Depending on the COVID-19 situation and Singapore’s risk assessment, there will be more easing of measures until the country reaches a new normal in Phase 3.


  • By this time, social, cultural, religious and business gatherings or events would have resumed, although gathering sizes would still have to be limited in order to prevent large clusters from arising.
  • Seniors would have been able to resume day-to-day activities while practising safe distancing measures and avoiding peak period travel, crowded places and large groups.
  • Services and activities that involve significant prolonged close contact (e.g. spas and massages) or significant crowd management risk in an enclosed space (e.g. cinemas, theatres, bars, pubs and nightclubs) would also have been allowed to re-open, subject to their ability to implement strict safe management measures effectively.
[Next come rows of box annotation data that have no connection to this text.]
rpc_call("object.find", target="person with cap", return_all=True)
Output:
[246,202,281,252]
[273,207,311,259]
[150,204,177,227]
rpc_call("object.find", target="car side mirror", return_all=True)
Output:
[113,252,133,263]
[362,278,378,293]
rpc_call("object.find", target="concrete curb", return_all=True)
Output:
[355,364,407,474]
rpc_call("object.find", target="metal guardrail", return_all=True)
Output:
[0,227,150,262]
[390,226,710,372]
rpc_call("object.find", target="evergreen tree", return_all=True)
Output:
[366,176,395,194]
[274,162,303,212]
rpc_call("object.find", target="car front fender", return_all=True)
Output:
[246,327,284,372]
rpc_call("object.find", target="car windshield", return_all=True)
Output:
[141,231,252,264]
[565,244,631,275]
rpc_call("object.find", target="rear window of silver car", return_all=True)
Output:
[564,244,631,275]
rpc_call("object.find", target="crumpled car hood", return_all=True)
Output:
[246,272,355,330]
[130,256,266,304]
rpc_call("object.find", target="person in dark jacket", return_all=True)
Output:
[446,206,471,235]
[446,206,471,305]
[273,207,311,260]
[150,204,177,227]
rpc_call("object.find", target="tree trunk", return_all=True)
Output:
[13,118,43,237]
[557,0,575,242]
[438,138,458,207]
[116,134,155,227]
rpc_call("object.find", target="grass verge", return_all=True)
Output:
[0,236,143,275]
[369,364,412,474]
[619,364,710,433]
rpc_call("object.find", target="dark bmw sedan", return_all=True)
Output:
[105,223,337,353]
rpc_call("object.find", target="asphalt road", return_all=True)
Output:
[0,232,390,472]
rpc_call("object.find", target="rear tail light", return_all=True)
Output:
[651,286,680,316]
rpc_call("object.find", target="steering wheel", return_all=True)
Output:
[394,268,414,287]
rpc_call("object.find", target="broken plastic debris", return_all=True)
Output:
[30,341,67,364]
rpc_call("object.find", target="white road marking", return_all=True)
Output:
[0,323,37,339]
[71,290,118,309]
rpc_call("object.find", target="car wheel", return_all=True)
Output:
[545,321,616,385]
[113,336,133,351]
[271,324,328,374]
With more people returning to work and school, more of us will also be taking public transport. Businesses will be required to stagger their working hours to minimise travel during peak periods. Despite these efforts, it will be difficult to maintain physical distancing between commuters, especially during peak periods so there will be safe management practices for public transport. In particular, commuters will be required to wear a mask, to refrain from talking to one another or on their mobile phones, and to maintain good personal hygiene. The taskforce added that, “We will gradually re-open our borders for Singaporeans to conduct essential activities overseas and to allow safe travel for foreigners entering or transiting through Singapore”.